Le fil commun est que ces quatre boissons sont des fermentations ouvertes, à température ambiante, portées par le sucre, dont l'étape primaire penche vers l'aérobie et dont l'étape secondaire facultative de carbonatation se déroule en récipient fermé pendant une période limitée et étroitement surveillée avant réfrigération. Ce qui diffère, c'est l'identité et la forme physique de la culture. Substituer un ferment à un autre est un changement d'organisme, non un changement de recette, et il faut s'attendre à ce que le comportement et le calendrier de la fermentation changent en conséquence.
Qu'implique la microbiologie du kombucha pour la sécurité ?

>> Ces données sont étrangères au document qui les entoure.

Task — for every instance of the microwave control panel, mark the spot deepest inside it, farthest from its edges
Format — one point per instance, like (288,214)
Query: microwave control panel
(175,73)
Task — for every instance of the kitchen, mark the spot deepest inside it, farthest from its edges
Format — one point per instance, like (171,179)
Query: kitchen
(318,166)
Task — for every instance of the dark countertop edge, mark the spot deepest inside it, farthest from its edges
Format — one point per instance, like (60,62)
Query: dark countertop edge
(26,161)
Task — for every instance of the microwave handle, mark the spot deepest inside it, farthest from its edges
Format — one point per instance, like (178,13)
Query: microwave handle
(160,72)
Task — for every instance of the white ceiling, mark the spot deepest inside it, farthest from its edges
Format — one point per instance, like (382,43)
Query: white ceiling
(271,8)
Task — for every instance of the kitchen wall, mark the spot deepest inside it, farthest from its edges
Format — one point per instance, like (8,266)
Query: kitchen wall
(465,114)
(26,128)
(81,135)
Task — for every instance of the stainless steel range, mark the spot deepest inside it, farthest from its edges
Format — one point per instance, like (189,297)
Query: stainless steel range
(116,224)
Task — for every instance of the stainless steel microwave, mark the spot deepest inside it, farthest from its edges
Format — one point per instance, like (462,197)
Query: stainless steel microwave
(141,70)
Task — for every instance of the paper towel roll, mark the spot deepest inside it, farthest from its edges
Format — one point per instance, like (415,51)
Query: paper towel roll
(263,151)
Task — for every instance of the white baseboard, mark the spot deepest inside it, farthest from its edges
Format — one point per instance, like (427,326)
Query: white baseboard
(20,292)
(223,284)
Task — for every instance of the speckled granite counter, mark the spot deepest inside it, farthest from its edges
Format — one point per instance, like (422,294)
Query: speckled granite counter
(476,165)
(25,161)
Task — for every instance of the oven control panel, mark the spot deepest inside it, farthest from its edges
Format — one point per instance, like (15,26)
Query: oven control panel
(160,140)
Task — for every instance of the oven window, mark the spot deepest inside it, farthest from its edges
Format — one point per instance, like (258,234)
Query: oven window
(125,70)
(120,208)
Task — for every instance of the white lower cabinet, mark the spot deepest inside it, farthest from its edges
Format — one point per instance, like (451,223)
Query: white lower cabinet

L'acidité générée par la culture est le principal facteur de protection : tout signe indiquant que l'acidification a échoué est donc une raison de jeter la fournée plutôt que de la goûter. Cela inclut la moisissure visible — une croissance duveteuse, d'aspect sec ou colorée, à distinguer de la nouvelle pellicule lisse —, une odeur désagréable, solvantée ou putride, ou encore une fournée qui ne s'est tout simplement pas acidifiée dans le délai attendu. En cas de doute, jetez : un litre de thé sucré ne vaut pas cette ambiguïté.
Le thé de démarrage est le mécanisme qui rend défendables les premières heures d'une fournée. FRMNT le consigne comme un contrôle de sécurité précisément parce qu'il abaisse immédiatement le pH du thé sucré frais, avant que la culture transférée n'ait eu le temps de s'implanter et de produire son propre acide. Un thé sucré sans démarreur acide est un milieu hospitalier pour d'autres organismes que ceux que vous recherchez. Le catalogue ne publie pas de valeur de pH cible pour le kombucha, et cet article n'en fournit pas ; à titre de contexte, pH 4,6 est le seuil de référence général en dessous duquel Clostridium botulinum ne se développe pas, mais il s'agit d'un repère général de sécurité alimentaire plutôt que d'une spécification propre au kombucha, et un pH cible domestique pour cette fermentation est INCONNU — en attente de vérification.
Deux autres points découlent du mécanisme plutôt que d'un chiffre isolé. Parce que la fermentation nécessite des échanges d'air tout en devant exclure les insectes, le couvercle en tissu accomplit un travail de sécurité autant qu'un travail de fermentation ; un récipient fermé hermétiquement pendant l'étape ouverte prive les bactéries acétiques de l'oxygène dont elles ont besoin et transforme la fermentation en autre chose. Et parce que les levures continuent de produire du dioxyde de carbone pendant toute étape secondaire fermée, cette étape doit être courte, surveillée et suivie d'une réfrigération. Le kombucha fini est à traiter comme un produit vivant à courte durée de conservation au réfrigérateur, et non comme un produit stable à température ambiante. Rien de ce qui précède ne constitue un avis médical ; cela ne concerne que la manipulation du ferment.